Her two 11-month-old Rhode Island Reds and her dog hang out — supervised — in the backyard together.
“I let them in the yard as they enjoy eating grass and bugs and if they can’t get back into their coop, they come up onto my deck and come to the window and holler at me,” she writes in an email.
But processing them? She doesn’t see herself killing unproductive hens. She’s considering retiring older birds to a friend’s 2-acre property on the other side of town.
So am I back to square one? Can I get out of harvesting my hens? Or am I just lazy and reluctant to face up to what farming is really about? I call up the first person I’d spoken to about chickens.
“I can’t imagine killing them,” Jeannine says. Her young daughters helped raise the soft, fluffy pullets in their home this winter and while the hens, now outside, don’t have names, the family knows each one by the quirks of its personality.
Raising birds, she says, is a fantasy of living in a rustic setting that can’t ever be played out. But it’s practical too, she adds. After all there are the eggs. And raising hens has inspired her to think about making other things, like a victory garden.
We are old friends and it’s her three hens, a Wyandotte, a black sex-link and a Buff Orpington, that have inspired me to try raising my own. One afternoon we sit on an old, salvaged cast-iron bench at the top of her yard watching the chickens go about their business. We’re inside an enclosure that crosses into her next-door neighbor’s yard, and which is shared between six hens in all.
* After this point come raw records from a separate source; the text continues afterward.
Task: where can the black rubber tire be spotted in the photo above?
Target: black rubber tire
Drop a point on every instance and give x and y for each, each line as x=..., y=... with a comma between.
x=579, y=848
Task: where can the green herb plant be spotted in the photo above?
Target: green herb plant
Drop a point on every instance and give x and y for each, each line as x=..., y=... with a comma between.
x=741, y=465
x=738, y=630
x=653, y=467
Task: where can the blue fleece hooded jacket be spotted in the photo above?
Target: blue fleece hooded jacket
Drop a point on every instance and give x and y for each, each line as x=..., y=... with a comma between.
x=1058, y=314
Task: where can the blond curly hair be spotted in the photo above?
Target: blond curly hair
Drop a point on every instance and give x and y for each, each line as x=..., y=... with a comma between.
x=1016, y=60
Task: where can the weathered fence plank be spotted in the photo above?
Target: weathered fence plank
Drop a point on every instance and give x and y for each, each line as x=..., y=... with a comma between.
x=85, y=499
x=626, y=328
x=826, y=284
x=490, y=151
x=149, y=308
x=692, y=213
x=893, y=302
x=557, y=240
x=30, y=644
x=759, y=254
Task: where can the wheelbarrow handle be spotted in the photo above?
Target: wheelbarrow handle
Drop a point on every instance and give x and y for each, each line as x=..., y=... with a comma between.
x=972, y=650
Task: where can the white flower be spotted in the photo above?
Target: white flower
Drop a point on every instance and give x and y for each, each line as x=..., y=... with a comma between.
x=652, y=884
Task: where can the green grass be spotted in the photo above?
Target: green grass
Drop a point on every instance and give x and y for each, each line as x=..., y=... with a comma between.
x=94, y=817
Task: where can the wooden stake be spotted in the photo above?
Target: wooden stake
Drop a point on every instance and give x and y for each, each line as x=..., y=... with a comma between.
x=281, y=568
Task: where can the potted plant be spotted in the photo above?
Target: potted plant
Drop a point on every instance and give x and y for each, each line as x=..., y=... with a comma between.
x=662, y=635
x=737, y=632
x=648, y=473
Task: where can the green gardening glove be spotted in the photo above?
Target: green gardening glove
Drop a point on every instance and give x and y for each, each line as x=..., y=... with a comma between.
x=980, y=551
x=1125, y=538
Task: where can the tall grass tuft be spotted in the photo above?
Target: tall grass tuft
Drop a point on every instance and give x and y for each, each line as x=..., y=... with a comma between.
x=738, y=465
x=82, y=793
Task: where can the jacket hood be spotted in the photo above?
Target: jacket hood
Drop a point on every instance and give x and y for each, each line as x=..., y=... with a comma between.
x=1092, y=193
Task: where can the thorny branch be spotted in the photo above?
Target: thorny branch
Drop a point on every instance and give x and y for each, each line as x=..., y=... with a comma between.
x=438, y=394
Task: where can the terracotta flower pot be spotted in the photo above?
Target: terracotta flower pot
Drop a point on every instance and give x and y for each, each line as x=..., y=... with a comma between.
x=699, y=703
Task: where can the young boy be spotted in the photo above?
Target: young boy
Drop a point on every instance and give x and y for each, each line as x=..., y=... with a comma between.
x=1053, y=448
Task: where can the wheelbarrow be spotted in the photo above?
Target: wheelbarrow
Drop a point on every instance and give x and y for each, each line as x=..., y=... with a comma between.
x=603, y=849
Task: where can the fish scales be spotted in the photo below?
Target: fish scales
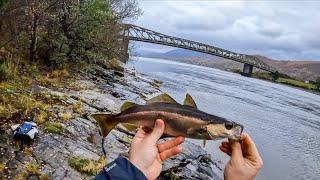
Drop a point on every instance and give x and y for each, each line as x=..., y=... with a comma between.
x=180, y=120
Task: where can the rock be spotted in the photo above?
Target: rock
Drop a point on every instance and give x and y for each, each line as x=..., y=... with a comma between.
x=118, y=73
x=99, y=91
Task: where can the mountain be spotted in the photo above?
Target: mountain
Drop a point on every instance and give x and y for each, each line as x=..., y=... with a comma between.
x=303, y=70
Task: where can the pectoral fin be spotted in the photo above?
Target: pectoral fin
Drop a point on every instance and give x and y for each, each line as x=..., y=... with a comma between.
x=130, y=127
x=127, y=105
x=204, y=143
x=165, y=98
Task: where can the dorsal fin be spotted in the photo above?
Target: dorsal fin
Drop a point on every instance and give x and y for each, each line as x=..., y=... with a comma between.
x=188, y=101
x=127, y=105
x=165, y=98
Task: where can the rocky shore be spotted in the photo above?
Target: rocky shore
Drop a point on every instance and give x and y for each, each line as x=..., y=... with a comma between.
x=53, y=154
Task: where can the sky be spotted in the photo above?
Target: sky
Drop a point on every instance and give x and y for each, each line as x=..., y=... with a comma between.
x=283, y=30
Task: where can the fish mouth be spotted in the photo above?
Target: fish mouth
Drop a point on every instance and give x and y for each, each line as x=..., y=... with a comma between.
x=237, y=132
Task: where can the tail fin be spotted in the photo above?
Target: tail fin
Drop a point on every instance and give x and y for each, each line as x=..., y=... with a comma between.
x=105, y=121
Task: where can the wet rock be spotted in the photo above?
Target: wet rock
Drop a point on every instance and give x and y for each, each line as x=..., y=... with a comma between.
x=96, y=99
x=118, y=73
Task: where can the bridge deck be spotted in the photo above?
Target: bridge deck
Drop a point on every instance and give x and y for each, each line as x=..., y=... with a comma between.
x=137, y=33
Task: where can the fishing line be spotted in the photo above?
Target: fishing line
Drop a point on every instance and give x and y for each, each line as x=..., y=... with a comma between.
x=102, y=145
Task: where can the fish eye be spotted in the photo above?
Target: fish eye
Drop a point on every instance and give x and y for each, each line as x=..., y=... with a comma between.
x=201, y=131
x=228, y=125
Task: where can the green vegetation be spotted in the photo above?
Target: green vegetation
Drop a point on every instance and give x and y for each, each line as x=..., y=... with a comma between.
x=45, y=38
x=53, y=127
x=297, y=83
x=317, y=83
x=87, y=166
x=32, y=170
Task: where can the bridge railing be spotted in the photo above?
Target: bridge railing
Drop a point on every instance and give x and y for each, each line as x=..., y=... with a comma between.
x=138, y=33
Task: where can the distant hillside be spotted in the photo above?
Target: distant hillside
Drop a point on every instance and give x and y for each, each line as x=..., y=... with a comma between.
x=304, y=70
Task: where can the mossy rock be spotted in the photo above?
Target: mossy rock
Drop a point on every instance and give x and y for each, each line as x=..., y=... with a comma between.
x=87, y=166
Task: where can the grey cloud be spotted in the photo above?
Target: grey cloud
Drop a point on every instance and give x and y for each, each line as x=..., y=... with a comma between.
x=280, y=30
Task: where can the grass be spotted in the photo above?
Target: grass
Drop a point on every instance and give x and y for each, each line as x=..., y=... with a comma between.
x=65, y=116
x=34, y=170
x=87, y=166
x=53, y=127
x=297, y=83
x=2, y=167
x=78, y=108
x=262, y=75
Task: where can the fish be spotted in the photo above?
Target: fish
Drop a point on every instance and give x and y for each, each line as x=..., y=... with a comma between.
x=180, y=120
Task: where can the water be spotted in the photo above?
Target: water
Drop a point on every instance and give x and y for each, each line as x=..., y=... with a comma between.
x=283, y=121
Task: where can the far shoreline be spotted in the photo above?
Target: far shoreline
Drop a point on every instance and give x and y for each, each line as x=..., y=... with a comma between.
x=203, y=65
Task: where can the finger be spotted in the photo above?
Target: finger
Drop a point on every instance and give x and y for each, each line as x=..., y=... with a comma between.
x=170, y=144
x=225, y=144
x=170, y=152
x=140, y=134
x=225, y=150
x=236, y=151
x=157, y=130
x=251, y=150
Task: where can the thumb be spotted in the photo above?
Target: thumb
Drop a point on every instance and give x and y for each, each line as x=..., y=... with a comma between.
x=236, y=152
x=157, y=130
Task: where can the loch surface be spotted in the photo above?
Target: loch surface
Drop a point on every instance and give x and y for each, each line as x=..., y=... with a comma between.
x=283, y=121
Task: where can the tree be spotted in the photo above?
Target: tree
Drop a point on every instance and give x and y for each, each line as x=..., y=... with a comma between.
x=55, y=32
x=318, y=83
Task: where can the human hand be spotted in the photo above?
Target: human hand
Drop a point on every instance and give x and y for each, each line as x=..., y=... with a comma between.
x=147, y=155
x=245, y=162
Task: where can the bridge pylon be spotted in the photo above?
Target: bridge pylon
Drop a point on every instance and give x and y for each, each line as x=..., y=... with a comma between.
x=247, y=70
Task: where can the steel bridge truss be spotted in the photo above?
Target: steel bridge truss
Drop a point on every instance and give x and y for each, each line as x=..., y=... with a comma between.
x=136, y=33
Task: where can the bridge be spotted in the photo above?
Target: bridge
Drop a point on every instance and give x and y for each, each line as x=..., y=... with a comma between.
x=137, y=33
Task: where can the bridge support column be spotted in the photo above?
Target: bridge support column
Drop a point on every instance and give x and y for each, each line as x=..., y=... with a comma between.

Eric, Jeannine’s husband, tells a story about his grandfather, who as a young man immigrated to the California from Germany by way of a sponsorship that attested he could farm chickens. He had no idea how to raise hens, Eric says. He was busy reading chicken farming books on the ship. The older generation, he adds, are not caught up in the new urban romance of chicken-rearing.
It occurs to me that raising hens is a different way of being “practical” about food. If picking up a dozen from the supermarket saves time and money, how practical is it to build a coop from scratch, to commit to cleaning birdshit from a coop, to be OK with slowing egg consumption as the hens get older or the weather colder? I’d probably be happy to build a coop, to clean it, to wait for eggs. But chickens as pets? Is that practical? If I get attached to the hens, harvesting them at a year old seems unlikely. So when egg production tapers off within a year or two, then what? I’d hate to see my new hens as broken egg machines. I realize I’m still pretty entrenched in the rigid efficiencies of food production. Keeping old hens as pets might not be going the whole urban egg hog, but it seems the most practical path for now, a cautious reality of this generation’s new urban farm.